Cite: Li, Jinlong, et al. “Learning for Vehicle-to-Vehicle Cooperative Perception under Lossy Communication.” arXiv preprint arXiv:2212.08273 (2022).

Content

Motivation

Many intermediate fusion methods have been recently proposed for the V2V cooperative perception, however all of them assume the ideal communication. The only V2V cooperative perception work that does not assume the ideal communication just studied the communication delay. Lossy communication is common in the realworld V2V communication, which might introduce incomplete or inaccurate shared intermediate features during the V2V communication. Failing to handle lossy communication will make the V2V cooperative perception system vulnerable and inefficient, as shown in Fig. 1.

Figure 1. Illustration of the V2V cooperative perception pipeline and its detection performance drop suffering from lossy communication on the public digital-twin CARLA simulator based OPV2V dataset, where three intermediate fusion methods all trained under ideal communication are displayed: CoBEVT, F-Cooper, and V2X-ViT.

Evaluation

Metric: Average precision (AP) at IOU=0.5, 0.7. the evaluation range as $x \in [−140, 140]$ meters, $y\in [−40, 40]$ meters.
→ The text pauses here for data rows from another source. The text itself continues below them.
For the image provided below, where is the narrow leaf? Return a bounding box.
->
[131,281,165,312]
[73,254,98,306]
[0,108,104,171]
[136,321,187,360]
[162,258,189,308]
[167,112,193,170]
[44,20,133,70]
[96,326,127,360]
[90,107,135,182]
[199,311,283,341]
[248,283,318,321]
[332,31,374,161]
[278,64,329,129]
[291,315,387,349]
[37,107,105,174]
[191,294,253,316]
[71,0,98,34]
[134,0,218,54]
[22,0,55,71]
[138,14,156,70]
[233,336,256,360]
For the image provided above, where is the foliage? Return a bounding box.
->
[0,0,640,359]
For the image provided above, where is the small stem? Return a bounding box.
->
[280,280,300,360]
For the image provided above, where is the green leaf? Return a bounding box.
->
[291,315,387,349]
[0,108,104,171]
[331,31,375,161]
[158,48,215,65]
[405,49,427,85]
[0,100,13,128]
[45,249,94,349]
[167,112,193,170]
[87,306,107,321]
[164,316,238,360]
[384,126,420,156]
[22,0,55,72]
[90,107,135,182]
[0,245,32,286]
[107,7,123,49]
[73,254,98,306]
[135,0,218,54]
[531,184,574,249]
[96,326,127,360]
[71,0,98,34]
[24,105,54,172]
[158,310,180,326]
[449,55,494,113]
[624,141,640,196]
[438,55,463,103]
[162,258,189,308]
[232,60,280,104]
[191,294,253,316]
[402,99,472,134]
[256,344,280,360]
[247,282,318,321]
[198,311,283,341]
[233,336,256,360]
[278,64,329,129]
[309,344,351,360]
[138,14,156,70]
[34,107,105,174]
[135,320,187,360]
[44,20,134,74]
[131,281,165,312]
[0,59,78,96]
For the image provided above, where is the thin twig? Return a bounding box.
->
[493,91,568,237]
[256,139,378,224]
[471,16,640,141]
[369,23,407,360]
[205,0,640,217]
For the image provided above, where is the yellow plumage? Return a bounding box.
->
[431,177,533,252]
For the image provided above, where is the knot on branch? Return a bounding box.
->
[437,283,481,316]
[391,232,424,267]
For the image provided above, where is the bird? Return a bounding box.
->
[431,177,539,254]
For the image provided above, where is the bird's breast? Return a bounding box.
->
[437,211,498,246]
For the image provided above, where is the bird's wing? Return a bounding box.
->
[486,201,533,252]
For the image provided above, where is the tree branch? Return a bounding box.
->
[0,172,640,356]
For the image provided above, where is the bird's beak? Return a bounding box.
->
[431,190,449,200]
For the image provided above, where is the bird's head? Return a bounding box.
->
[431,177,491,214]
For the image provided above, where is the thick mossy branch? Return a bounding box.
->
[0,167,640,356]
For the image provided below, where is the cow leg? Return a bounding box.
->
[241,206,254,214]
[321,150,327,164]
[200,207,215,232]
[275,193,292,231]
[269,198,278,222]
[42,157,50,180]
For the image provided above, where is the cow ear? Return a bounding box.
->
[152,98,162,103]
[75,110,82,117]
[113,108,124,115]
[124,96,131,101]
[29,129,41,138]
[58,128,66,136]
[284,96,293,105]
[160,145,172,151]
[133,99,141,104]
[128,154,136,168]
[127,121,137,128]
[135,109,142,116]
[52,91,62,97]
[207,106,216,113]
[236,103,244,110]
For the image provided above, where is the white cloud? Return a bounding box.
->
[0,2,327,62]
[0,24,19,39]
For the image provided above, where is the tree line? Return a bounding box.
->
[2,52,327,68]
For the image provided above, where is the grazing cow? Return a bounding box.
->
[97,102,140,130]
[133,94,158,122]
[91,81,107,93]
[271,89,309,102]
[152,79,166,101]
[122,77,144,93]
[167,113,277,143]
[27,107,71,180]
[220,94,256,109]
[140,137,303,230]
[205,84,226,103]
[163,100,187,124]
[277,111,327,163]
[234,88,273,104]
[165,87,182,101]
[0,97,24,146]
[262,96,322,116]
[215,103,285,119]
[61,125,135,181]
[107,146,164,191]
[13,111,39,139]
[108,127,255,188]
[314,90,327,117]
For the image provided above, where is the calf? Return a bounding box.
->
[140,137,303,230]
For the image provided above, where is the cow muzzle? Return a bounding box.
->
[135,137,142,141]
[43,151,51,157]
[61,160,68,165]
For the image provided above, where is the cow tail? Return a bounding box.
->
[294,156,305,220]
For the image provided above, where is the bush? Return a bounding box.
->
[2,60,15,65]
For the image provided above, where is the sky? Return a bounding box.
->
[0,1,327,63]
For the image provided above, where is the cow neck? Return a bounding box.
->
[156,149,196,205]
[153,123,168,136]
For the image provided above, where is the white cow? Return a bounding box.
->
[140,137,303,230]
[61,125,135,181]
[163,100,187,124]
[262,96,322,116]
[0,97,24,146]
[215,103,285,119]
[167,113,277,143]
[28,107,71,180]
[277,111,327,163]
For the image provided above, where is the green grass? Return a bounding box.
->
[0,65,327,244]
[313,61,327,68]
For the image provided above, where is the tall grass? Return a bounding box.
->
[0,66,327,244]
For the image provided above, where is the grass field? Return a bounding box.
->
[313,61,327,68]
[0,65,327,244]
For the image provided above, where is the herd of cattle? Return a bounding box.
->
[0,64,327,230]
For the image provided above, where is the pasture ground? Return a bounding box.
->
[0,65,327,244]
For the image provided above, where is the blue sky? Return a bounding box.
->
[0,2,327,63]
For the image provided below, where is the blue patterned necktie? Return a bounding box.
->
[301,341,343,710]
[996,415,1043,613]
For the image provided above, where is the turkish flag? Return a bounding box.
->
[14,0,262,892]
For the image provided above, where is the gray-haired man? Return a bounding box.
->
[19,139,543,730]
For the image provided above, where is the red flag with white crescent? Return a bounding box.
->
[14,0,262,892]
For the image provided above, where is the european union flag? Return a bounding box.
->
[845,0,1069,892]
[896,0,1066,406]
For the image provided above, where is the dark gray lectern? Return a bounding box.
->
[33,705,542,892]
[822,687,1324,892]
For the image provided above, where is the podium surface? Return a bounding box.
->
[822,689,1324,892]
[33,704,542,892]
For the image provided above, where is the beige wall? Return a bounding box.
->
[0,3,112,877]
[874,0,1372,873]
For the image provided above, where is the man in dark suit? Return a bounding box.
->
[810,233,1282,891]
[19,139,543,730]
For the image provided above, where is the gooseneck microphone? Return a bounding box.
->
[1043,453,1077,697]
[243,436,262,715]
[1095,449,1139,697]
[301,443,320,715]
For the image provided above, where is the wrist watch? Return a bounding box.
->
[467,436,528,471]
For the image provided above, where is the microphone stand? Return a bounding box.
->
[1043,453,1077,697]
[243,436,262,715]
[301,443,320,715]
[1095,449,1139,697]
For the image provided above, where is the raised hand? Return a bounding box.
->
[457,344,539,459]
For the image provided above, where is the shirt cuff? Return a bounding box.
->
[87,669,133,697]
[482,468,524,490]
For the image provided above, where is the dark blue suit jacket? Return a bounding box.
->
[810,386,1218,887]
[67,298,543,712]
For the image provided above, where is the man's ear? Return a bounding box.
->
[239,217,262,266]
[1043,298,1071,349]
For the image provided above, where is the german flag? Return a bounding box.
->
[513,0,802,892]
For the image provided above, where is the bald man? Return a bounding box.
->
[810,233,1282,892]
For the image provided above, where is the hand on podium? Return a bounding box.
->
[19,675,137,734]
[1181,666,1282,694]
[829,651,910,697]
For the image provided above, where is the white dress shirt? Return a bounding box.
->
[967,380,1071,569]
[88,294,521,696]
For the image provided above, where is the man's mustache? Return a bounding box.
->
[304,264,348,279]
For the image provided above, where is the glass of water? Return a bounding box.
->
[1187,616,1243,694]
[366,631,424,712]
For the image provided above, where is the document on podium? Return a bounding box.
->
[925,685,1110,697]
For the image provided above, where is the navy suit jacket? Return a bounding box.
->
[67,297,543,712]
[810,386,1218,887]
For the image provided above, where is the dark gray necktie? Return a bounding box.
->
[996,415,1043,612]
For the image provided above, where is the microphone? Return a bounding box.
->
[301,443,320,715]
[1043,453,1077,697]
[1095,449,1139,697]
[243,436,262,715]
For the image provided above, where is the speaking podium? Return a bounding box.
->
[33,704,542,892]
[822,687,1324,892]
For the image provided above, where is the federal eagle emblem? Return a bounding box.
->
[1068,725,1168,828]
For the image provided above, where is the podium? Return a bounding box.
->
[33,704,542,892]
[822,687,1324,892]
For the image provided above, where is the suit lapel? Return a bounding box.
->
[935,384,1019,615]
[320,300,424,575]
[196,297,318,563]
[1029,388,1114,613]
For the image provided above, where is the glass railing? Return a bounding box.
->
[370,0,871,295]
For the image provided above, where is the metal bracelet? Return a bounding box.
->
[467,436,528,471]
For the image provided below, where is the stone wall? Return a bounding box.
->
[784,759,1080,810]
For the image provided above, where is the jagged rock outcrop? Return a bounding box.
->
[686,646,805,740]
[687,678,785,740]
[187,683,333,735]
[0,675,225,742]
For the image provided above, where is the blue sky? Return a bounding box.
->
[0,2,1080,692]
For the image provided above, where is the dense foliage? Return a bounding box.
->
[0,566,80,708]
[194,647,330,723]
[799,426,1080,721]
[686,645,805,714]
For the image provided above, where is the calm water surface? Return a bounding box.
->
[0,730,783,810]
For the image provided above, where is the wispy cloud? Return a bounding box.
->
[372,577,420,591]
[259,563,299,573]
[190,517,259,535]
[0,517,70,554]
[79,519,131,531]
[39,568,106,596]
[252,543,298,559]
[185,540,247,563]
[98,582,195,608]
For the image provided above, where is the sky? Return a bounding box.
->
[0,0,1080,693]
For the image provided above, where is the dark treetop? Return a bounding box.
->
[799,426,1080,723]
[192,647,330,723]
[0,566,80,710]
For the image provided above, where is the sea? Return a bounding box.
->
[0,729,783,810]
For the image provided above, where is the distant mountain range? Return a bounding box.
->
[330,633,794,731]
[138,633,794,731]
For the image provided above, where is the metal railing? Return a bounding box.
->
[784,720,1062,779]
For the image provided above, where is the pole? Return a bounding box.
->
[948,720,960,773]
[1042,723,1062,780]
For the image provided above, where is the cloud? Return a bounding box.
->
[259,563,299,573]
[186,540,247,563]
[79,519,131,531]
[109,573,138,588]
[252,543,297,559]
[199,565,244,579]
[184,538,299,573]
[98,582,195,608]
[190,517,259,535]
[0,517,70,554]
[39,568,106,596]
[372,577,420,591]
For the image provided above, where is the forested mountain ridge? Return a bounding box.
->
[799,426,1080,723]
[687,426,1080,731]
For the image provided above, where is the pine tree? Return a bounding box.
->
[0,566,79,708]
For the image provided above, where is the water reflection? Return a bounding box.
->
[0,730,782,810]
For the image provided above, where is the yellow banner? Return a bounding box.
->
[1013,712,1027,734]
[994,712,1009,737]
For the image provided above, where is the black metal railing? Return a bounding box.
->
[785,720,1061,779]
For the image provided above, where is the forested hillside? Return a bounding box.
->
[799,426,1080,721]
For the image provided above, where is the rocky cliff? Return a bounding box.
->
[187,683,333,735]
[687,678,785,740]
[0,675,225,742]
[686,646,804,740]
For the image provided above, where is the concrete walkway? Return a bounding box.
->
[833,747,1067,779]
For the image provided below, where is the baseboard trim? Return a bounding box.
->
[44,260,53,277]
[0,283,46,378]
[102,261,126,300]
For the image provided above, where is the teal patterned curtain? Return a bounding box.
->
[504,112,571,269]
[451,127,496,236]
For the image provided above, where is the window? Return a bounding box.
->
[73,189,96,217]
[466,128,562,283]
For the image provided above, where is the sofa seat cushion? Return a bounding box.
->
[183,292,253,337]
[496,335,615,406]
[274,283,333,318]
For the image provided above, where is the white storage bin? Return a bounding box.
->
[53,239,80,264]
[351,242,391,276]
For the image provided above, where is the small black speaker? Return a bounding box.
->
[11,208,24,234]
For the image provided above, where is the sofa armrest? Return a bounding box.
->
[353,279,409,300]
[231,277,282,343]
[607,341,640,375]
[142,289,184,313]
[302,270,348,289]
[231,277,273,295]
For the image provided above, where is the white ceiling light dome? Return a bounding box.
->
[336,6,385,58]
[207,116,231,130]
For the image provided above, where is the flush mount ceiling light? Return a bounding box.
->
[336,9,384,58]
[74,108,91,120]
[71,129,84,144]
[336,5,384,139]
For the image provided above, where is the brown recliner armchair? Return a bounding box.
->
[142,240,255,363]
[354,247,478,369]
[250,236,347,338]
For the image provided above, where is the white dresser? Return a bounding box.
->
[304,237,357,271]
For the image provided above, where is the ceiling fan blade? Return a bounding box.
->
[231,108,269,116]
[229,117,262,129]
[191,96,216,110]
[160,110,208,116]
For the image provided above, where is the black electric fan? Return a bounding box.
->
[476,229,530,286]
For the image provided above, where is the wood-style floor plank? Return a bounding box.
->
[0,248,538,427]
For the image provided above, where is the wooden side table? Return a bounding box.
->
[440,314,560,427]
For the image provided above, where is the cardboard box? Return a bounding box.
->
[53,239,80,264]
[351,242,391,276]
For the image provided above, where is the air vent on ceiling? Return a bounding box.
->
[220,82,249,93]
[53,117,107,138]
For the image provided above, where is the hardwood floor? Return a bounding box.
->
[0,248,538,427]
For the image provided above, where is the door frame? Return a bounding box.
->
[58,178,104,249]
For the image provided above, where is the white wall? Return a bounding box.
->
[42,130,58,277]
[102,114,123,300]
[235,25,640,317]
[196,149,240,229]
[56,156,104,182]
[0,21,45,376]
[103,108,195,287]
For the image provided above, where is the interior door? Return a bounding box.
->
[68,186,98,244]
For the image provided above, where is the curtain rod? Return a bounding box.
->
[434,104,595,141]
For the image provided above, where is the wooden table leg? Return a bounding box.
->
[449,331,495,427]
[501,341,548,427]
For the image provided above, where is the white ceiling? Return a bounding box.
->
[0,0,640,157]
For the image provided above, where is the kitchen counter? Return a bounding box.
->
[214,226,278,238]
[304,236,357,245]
Experiment details: 1) Ideal Communication, where all data transmissions are under perfect communication; 2) Lossy Communication, where all intermediate features from other CAVs suffer from the lossy communication except the ego vehicle feature. To simulate the lossy communication, the shared intermediate features are randomly selected by a random probability $p \in [0, 1]$, then replaced by random noise, which is generated by a uniform distribution within the range of original intermediate features.

Baseline: No Fusion, F-Cooper, V2VNet, OPV2V, CoBEVT, V2X-ViT.

Datasets

OPV2V

Result

Table 1. 3D detection performance comparison on two testing sets of OPV2V based on the training of scheme II.

Method

This paper proposes a novel intermediate LCaware feature fusion framework. The overall architecture of the proposed framework is illustrated in Fig. 2, which includes five components: 1) V2V metadata sharing, 2) LIDAR feature extraction, 3) Feature sharing, 4) LC-aware repair network and V2V Attention module, 5) classification and regression headers.

Figure 2. The architecture of LC-aware feature fusion framework. The proposed model includes five components: 1) V2V metadata sharing. 2) LIDAR feature extraction. 3) Feature sharing, 4) LC-aware Repair Network and V2V Attention Module. 5) classification and regression header.

LC-aware Repair Network

Figure 3. Illustration of LC-aware Repair Network. The LC-aware Repair architecture for feature recover is based on the encoder-decoder structure, which outputs per-tensor feature kernels. These kernels then are applied to the input lossy features.

The framework of the CL-aware repair network is shown in Fig. 3, which is an encoder-decoder architecture with skip connections. This network generates a specific per-tensor filter kernel to jointly align and recover the input damaged feature to produce a recovered version of the output feature. The input feature for CL-aware repair network is $S \in R^{c \times h \times w}$, then a tensor-wise kernel K is generated and applied to $S$ to produce the recovered output feature $\hat{S} \in R^{c \times h \times w}$. the specific tensorwise filter kernel could be simply formulated as

\[K = Conv(S),\]

and the value at each tensor t in our output feature $\hat S$ is

\[\hat S^t = K^t \circledast S^t\]

V2V Attention Module

Figure 4. The architecture of V2V Attention Module including the intra-vehicle attention of ego vehicle and uncertainty-aware inter-vehicle attention. The final output is a fusion feature with interaction between ego feature and other shared featured from other CAVs.